Avec de l'expérience, il est possible d'estimer au simple coup d'oeil lors d'une visite en été la productivité d'un site. Sinon, voici trois moyens pour la déterminer :
  1. Faucher une partie du site en août, peser le foin séché et en déduire par une règle de trois la productivité en foin sec à l'hectare. Si vous obtenez 2T/ha, votre productivité est de 100% ; si vous obtenez 3T/ha, votre productivité est de 150% (3/2) ; Si vous obtenez 1.5T/ha, votre productivité est de 75% (1.5/2)...
  2. Mettre quelques UGB sur le site et agrandir progressivement leur enclos pour les maintenir en bonne santé (vérifier les réserves de graisse par palpation + mesure du périmètre thoracique) et qu'il reste en moyenne 5 cm de hauteur de végétation au sol (il ne doit pas être rasé comme un terrain de golf). Au bout d'un an, vous pouvez en déduire le nombre d'hectares nécessaire par UGB. Si vous obtenez 5ha/UGB, votre productivité est de 100% ; si vous obtenez 3ha/UGB, votre productivité est de 167% (5/3) ; Si vous obtenez 7ha/UGB, votre productivité est de 71% (5/7)...
  3. Idem que ci-dessus mais sur un mois au lieu d'un an et en utilisant le facteur saisonnier correctif du calculateur pour faire l'extrapolation sur un an. C'est à dire que pour un an nous prenions 5ha comme surface de référence, tandis que dans le cas présent la surface de référence dépend du mois d'essais :
avril mai juin juillet août septembre octobre novembre décembre janvier février mars
Ha/UGB.mois pour 100% 0.59 0.39 0.27 0.23 0.22 0.22 0.23 0.25 0.35 0.49 0.71 0.73
        Par exemple, s'il me faut 30 ares par UGB en octobre, la richesse de cette parcelle est de 77% (0.23/0.30) par rapport à la parcelle type.


La "charge normalisée"

Le calculateur permet d'obtenir pour chaque zone de pâturage une "charge normalisée" moyenne sur l'année, c'est-à-dire la charge équivalente en tenant compte de la productivité et des saisons de pâturage.
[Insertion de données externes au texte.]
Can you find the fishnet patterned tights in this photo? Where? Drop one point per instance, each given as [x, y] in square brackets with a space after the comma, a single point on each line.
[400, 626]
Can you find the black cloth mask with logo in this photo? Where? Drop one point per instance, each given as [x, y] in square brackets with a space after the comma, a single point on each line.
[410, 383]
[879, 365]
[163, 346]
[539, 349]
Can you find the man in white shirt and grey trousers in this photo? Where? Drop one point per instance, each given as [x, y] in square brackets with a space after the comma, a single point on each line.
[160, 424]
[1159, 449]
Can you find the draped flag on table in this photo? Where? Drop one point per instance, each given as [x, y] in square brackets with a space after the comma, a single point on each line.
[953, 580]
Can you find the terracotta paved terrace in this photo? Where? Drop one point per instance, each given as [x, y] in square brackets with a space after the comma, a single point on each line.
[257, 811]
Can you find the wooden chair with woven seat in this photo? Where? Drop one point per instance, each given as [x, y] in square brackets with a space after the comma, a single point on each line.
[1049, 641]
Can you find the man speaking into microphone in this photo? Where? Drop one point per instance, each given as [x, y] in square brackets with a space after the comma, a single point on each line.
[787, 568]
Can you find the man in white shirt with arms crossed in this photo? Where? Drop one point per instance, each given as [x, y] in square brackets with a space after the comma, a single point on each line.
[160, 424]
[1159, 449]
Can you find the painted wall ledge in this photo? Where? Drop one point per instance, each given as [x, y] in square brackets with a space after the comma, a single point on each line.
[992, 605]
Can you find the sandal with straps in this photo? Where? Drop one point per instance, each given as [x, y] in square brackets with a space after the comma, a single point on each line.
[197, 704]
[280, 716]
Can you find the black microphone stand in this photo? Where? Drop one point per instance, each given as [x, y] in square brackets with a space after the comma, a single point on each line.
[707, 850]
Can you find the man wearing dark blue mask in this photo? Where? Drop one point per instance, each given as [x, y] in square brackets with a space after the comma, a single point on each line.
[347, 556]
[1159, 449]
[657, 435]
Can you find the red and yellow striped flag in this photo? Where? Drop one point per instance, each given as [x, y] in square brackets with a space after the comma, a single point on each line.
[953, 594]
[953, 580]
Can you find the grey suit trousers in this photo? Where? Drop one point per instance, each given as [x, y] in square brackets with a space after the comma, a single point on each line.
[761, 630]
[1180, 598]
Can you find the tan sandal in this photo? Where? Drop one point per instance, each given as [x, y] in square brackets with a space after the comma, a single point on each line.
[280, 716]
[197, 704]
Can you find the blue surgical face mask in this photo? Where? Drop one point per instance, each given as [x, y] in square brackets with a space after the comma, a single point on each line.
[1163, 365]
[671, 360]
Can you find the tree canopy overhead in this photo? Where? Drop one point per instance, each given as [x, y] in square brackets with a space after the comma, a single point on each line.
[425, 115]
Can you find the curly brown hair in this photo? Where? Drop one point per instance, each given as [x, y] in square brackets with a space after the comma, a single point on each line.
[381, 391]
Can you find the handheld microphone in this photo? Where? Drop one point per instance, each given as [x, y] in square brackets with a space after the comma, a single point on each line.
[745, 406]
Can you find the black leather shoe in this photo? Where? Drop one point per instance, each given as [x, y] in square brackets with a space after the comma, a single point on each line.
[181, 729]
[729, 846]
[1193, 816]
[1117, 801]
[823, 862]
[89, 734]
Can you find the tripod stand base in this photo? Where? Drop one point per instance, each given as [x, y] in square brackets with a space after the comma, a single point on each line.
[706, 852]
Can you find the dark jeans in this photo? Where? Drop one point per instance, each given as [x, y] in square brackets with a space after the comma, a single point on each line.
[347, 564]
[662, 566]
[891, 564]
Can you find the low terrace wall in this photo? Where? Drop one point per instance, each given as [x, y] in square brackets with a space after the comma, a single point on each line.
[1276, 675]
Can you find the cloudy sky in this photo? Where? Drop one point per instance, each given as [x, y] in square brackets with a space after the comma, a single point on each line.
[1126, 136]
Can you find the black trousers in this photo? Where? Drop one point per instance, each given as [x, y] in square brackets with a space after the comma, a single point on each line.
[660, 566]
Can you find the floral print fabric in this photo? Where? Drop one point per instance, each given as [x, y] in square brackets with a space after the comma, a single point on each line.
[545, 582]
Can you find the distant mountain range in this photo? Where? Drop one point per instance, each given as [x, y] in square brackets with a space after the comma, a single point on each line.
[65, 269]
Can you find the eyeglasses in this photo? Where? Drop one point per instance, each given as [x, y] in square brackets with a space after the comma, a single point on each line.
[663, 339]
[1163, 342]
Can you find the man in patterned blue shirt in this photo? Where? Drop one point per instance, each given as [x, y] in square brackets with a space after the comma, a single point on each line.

Pour cela, on "convertit" la surface de la parcelle en surface équivalente de parcelle-type. La charge normalisée exprime donc le nombre d'UGB par hectare de parcelle-type. Ainsi, si la zone pâturée est très pauvre, la charge normalisée sera plus élevée que la charge réelle, car 10ha de terrain très pauvre (richesse 20% par exemple) équivalent à 2ha de parcelle-type.

De plus, la charge normalisée tient compte de l'influence des saisons (les calculs sont expliqués dans le détail du calculateur) : une même charge n'aura pas le même effet sur le terrain et les animaux en hiver ou au printemps. Ainsi, la charge normalisée en hiver sera plus élevée que la charge réelle (et inversement en été). L'usage du calendrier agricole (avril à mars de l'année suivante) permet d'adapter la gestion à l'évolution saisonnière des prairies, et de visualiser un cycle complet de gestion. Cela permet de minimiser l'influence d'une année sur la suivante.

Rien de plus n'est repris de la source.